Business Transformation

In [0]:
from pyspark.sql.window import Window

class transform:
    def __init__(self, customers, products, transactions):
        self.customers: pyspark.sql.DataFrame = customers
        self.products: pyspark.sql.DataFrame = products
        self.transactions: pyspark.sql.DataFrame = transactions
    
    def sold_products(self):
        try:
            print("Performing Join to get Products that have been Sold")
            return self.products.join(self.transactions,'product_id','inner')
        except Exception as e:
            print(e)

    def purchase_per_customer(self):
        try:
            print("Fetching per customer purchase")
            transacted_customer = self.customers.join(self.transactions, 'customer_id', 'inner') \
                                                .join(self.products, 'product_id', 'inner') \
                                                .select(
                                                    col('customer_id'),
                                                    col('customer_name'),
                                                    col('price')
                                                ) \
                                                .groupBy(col('customer_id'),col('customer_name')) \
                                                .agg(sum(col('price')).alias('Total')) \
                                                    .select(
                                                        col('customer_name'),
                                                        col('Total') 
                                                    ).orderBy(col('Total').desc())
            rank_window = Window.orderBy(col('Total').desc())
            ranked_customers = transacted_customer.withColumn('Rank', rank().over(rank_window))
            ranked_customers.display()            
        except Exception as e:
            print(e)

    def product_selling_ranks(self):
        try:
            print("Fetching Product ranks")
            sold_products = self.sold_products() . \
                                    groupBy(col('product_id'),self.products.product_name) \
                                        .agg(sum(col('price')).alias('Total_Sales')) \
                                            .select(
                                                col('product_name'),
                                                col('Total_Sales')
                                            )
            rank_window = Window.orderBy(col('Total_Sales').desc())
            products_rank = sold_products.withColumn('Rank',rank().over(rank_window))
            products_rank.display()
        except Exception as e:
            print(e)
    
    def airpods_post_other_purchases(self):
        try:
            print("Fetching if airpods purchased after purchasing any other products")
            sold_products = self.sold_products()
            window_func = Window.partitionBy(col('customer_id')).orderBy('transaction_id')
            lead_products = sold_products.withColumn("next_purchase",lead(self.transactions.product_name).over(window_func)).where((col('next_purchase') != 'null') &  (col('next_purchase') =='AirPods')) \
                .select(
                col('customer_id'),
                self.transactions.product_name.alias("first_purchase"),
                col('next_purchase')
            )
            return lead_products
        except Exception as e:
            print(e)


transformer = transform(customers=customer_df, products=products_df, transactions=transaction_df)


In [0]:
transformer.product_selling_ranks()

Fetching Product ranks
Performing Join to get Products that have been Sold


product_name,Total_Sales,Rank
MacBook Air,2000.0,1
iPhone SE,1800.0,2
AirPods Pro,1000.0,3


Databricks visualization.

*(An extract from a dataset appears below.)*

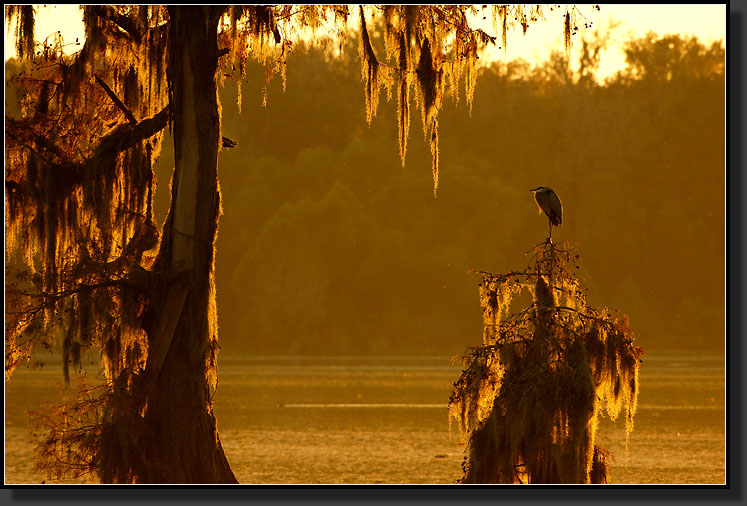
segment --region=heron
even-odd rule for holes
[[[550,236],[547,240],[552,242],[552,226],[559,227],[563,223],[563,204],[552,188],[547,186],[538,186],[529,191],[534,193],[534,201],[537,203],[540,214],[544,211],[550,222]]]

Run in Databricks to view.

In [0]:
transformer.purchase_per_customer()

Fetching per customer purchase


customer_name,Total,Rank
Frank,1700.0,1
Eva,1700.0,1
Henry,700.0,3
Grace,700.0,3


Databricks visualization. Run in Databricks to view.

In [0]:
products = transformer.airpods_post_other_purchases()
products.groupBy('first_purchase').agg(count("next_purchase").alias("next_purchase_airpods")).display()

Fetching if airpods purchased after purchasing any other products
Performing Join to get Products that have been Sold


first_purchase,next_purchase_airpods
MacBook,1
iPhone,2


Databricks visualization. Run in Databricks to view.